Let’s review some of the criticisms, and see how the plan stacks up.
Criticism 1: Cuts Don’t Meet the Promise
One criticism of these cuts is that these cuts break the promise that Republicans made in their Pledge to America to bring FY2011 non-security discretionary spending down to 2008 levels -- about a $100 billion cut; $32 billion in cuts seems well short of this. But the $32 billion is relative to the Continuing Resolution that essentially has already frozen 2011 funding at 2010 levels, whereas the $100 billion promised is relative to the spending proposed in the President’s budget. Compared to the President’s budget, that $32 billion increases to $58 billion.
Moreover, that $58 billion only covers 7 months of the fiscal year. The first 5 months of the fiscal years are already set by the Continuing Resolution. Thought of another way, the $58 billion in cuts is “pro-rated” for the portion of the year House Republicans have control over.
|Proposed Levels||Amount Below CR||Amount Below President||Amount Below CR on Annual Basis||Amount Below President on Annual Basis|
Numbers in billions and rounded
Criticism 2: Cuts Will Hurt the Economy
Economists tend to agree that deficits should be larger when the economy is weak and smaller (or non-existent) in good times. CRFB agrees with this position. Given this, one could argue that now is not the ideal time for large spending cuts. Again, we agree.

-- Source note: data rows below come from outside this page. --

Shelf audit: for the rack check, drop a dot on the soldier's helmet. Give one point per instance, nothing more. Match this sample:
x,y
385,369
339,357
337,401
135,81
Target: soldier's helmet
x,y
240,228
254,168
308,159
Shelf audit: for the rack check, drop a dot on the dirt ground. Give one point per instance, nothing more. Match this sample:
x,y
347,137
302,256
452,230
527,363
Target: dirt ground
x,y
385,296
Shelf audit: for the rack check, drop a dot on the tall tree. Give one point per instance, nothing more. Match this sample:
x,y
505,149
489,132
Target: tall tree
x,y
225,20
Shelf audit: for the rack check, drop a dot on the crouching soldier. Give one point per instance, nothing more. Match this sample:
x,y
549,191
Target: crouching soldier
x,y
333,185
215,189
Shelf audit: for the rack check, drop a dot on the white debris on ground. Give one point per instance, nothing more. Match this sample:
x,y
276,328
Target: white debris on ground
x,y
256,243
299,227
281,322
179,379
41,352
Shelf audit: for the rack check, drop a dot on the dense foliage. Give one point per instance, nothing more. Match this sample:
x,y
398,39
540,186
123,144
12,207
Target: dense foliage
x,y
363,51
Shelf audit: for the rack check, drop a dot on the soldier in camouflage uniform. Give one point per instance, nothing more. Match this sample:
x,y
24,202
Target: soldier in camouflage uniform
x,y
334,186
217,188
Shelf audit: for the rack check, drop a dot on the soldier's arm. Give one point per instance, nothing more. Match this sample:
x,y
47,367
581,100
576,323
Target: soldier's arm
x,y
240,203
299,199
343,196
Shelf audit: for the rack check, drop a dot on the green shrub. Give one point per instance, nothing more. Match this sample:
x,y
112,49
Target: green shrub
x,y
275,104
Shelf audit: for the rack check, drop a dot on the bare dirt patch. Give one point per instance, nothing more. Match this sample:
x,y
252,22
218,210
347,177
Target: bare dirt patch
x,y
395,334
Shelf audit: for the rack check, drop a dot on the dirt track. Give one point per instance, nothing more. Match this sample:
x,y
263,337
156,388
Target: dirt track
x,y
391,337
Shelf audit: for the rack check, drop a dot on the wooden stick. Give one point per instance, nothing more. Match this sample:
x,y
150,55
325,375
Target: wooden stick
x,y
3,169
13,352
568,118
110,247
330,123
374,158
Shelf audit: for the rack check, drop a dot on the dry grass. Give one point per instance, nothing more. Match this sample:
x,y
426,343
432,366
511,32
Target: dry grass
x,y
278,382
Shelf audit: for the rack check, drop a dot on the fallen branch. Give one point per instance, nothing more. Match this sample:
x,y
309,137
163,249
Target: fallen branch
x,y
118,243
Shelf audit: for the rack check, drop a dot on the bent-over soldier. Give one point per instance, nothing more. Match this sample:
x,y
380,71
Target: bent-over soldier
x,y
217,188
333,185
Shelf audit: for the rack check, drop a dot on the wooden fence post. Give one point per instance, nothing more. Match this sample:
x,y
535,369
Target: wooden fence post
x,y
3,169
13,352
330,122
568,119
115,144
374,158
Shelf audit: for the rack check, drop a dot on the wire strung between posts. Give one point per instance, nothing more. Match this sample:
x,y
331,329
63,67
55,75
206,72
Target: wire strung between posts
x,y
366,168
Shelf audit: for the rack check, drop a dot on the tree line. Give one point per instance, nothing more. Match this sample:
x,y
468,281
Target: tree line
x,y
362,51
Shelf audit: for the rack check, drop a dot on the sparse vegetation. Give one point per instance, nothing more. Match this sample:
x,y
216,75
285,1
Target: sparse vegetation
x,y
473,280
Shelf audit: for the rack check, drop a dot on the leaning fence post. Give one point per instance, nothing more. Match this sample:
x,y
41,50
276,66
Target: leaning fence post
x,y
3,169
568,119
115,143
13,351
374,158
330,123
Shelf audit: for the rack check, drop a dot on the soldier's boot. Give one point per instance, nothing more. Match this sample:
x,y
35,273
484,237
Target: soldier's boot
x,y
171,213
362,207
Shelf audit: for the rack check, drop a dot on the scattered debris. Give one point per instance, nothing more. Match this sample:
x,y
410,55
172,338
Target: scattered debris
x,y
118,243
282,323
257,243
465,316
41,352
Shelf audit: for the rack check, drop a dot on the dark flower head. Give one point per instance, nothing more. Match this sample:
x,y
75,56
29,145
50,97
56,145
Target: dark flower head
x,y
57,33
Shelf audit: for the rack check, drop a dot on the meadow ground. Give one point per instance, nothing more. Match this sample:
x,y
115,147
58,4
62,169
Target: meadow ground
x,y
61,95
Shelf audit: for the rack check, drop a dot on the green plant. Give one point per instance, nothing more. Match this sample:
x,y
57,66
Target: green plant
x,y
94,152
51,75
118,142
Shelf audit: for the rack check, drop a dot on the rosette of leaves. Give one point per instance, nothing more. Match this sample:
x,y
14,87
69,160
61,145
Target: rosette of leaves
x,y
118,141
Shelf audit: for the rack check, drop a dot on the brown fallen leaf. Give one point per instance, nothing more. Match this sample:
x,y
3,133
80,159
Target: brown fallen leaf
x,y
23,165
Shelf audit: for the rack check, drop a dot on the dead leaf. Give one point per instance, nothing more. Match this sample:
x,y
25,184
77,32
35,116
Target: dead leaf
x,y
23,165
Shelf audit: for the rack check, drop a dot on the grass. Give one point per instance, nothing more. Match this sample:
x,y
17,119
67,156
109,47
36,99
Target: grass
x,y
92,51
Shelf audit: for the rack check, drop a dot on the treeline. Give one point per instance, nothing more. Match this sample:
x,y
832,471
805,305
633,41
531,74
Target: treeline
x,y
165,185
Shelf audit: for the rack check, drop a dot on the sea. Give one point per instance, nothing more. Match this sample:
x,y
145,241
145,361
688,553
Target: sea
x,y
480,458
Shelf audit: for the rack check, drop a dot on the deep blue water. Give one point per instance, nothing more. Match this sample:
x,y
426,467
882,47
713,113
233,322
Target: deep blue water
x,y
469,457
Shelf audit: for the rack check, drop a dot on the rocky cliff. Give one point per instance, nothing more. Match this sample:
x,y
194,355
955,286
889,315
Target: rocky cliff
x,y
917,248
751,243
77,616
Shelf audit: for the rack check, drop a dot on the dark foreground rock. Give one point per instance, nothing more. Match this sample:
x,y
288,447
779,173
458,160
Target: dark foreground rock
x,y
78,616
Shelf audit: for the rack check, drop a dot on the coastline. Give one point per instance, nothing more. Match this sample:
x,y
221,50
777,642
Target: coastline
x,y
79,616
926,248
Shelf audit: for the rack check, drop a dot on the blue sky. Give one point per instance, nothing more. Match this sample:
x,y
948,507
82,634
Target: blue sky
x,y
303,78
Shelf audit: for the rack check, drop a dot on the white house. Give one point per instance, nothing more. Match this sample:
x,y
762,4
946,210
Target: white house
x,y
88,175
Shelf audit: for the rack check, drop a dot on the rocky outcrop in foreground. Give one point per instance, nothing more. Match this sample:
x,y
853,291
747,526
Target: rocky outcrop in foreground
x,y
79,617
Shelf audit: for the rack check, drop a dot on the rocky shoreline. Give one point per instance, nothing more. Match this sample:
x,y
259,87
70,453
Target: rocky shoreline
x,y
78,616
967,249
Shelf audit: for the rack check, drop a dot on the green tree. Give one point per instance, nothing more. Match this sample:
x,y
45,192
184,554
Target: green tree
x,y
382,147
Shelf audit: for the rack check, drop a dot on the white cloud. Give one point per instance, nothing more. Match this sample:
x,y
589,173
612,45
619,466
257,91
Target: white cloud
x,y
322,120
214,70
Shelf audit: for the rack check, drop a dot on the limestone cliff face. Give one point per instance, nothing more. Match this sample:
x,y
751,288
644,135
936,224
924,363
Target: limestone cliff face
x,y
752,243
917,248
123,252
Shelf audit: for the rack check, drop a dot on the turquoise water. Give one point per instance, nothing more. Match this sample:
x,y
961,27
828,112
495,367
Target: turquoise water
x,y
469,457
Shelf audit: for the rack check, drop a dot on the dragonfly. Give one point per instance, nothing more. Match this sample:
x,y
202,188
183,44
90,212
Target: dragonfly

But in the scheme of things, $32 billion is quite small. It equals:
- 2.2% of $1.5 trillion the deficit
- 0.9% of the $3.7 trillion in total federal spending
- 0.2% of the $15 trillion economy.
Moreover, we just passed a massive tax cut/stimulus bill which increases the FY2011 deficit by nearly $400 billion. Given that, it is hard be excessively concerned about a $32 billion spending reduction. We need to carefully weigh the short-term aggregate demand needs of the economy against the fiscal threats we face. The payoff of these initial cuts is less in the immediate term, and more important over time. If the proposed spending levels were continued through 2012 (on a full rather than pro-rated bases) and then grown with inflation thereafter, we would save $800 to $900 billion over ten years, relative to CBO's baseline. That’s some pretty impressive savings.
Criticism 3: Cuts Will Decimate Important Federal Programs
Yes, these cuts will have significant effects on a variety of government programs. Cuts of this magnitude will require going far beyond rooting out waste and excess administrative spending – though we hope policy makers will start there. But reducing our deficit requires tough choices, including a reevaluation of what the government should and shouldn’t do. Surely significant programmatic cuts, terminations, and consolidations are warranted. These are the types of choices that we all have to make as a society. We are concerned, however, that there will be administrative difficulties in enacting these cuts so abruptly. Given the short time frame, agencies may have to resort to defunding grants already awarded (including to the States) or furloughing employees.
Criticism 4: Focus on Domestic Discretionary is Too Narrow
How true. Though domestic discretionary spending should certainly not be spared from reform, it is impossible to make real progress on the debt looking at this area alone. Even eliminating domestic discretionary spending altogether would only reduce this year’s deficit by one third this years (from $1.5 trillion to about $1 trillion), and would never come close to balancing the budget. As Senator Al Simpson explained recently, “there's only one way to do this, you dig into the big four, Medicare, Medicaid, Social Security and defense.” (And we would add “tax expenditures” as a fifth.) While domestic discretionary spending may be a good starting point, it’s time to get serious about our debt and enact a comprehensive fiscal consolidation plan – addressing all areas of the budget – into law.